PAWEL MACHCEWICZ: This is the museum of a war, but this is not a military museum. This is the museum which tells the story of a war in terms of politics, ideology and civil population.
NELSON: Machcewicz says his exhibits are more personal, showing how World War II affected civilians and soldiers, not only in Poland but in many other countries, too, which Machcewicz says is another sticking point for the culture minister.
MACHCEWICZ: We cannot explain Polish history without paying attention to other nations. We are not an isolated island.
NELSON: Visitors filed past thousands of artifacts, including letters and personal belongings, while nearby movie screens play footage from war. And at the far end of the museum, giant wooden letters spell out the word terror as a warning to visitors.
PIOTR MAJEWSKI: It's entrance to this most difficult, darkest part of our exhibition, which tells the story of the Holocaust but also other kinds of terror.
NELSON: That's historian and museum deputy director Piotr Majewski. He talks about one exhibit describing how Polish villagers from Yavanna herded their Jewish neighbors into a barn and burned them to death. Majewski says such stories are provocative but necessary.
MAJEWSKI: There is no sense to avoid difficult themes. It's better to explain it openly.
NELSON: But the Polish government is determined to take over the museum and to change its content. The Culture Ministry, which is leading that fight, did not respond to repeated NPR requests for interviews.

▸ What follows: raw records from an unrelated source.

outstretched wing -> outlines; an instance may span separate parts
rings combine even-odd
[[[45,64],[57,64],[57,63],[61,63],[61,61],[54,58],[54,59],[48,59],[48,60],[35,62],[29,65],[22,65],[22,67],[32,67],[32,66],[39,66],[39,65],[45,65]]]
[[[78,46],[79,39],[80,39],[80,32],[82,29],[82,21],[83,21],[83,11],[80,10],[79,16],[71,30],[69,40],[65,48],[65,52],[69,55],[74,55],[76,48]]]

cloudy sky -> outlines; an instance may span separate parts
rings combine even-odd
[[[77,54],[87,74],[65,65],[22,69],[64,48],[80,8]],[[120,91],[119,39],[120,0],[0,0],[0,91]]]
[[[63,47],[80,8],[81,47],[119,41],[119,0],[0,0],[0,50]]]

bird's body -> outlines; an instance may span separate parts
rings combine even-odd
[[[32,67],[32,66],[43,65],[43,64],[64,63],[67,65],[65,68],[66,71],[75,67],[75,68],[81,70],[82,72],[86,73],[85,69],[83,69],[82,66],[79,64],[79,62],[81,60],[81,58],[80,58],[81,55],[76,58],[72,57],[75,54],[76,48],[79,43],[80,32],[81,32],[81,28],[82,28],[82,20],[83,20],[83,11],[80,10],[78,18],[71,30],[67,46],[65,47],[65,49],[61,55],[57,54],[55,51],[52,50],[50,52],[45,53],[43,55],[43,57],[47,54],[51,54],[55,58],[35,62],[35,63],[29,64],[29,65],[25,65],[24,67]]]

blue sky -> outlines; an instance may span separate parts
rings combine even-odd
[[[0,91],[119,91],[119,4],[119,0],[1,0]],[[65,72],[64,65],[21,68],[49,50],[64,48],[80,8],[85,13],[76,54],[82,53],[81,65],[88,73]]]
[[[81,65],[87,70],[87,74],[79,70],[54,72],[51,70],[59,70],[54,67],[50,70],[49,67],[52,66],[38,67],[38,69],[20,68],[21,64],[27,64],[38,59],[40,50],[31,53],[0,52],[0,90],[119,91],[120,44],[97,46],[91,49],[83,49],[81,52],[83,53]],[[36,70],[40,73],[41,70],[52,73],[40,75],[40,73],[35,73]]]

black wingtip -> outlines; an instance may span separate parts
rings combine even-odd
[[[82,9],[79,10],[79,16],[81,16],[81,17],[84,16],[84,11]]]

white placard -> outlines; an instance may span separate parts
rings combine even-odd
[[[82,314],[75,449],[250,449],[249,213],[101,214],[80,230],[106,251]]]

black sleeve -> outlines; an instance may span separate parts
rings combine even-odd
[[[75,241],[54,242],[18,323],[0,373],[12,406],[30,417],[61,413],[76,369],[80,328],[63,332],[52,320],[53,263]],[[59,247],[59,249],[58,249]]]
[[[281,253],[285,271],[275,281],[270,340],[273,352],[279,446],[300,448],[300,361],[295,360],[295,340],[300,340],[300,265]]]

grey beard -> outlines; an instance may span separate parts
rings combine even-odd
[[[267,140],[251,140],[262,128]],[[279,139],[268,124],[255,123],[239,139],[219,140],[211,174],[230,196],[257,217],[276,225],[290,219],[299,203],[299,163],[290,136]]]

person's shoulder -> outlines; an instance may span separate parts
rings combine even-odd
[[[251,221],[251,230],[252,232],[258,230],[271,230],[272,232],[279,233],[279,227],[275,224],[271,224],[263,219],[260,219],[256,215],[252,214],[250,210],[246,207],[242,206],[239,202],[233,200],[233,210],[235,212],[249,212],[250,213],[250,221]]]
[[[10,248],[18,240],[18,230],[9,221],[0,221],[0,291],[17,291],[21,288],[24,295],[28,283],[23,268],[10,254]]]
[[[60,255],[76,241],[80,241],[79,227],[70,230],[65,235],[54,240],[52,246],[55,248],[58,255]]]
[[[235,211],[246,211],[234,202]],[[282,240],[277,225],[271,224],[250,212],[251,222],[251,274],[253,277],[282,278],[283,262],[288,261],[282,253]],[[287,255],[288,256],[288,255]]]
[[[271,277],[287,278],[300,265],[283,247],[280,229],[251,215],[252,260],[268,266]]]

LUKASZ HAMADYK: (Speaking Polish).
NELSON: Gdansk councilman Lukasz Hamadyk, who is with the ruling party, says the museum must be more true to the version of history the culture minister is demanding. A court will rule next month whether the Culture Ministry should control the museum. For now, the ministry has cut the museum's subsidy to about half of what is needed to stay open, says director Machcewicz.
MACHCEWICZ: Even now, we have not enough people to run this museum.
NELSON: His only hope, he says, is that enough paying customers visit to make up the deficit.
Soraya Sarhaddi Nelson, NPR News, Gdansk.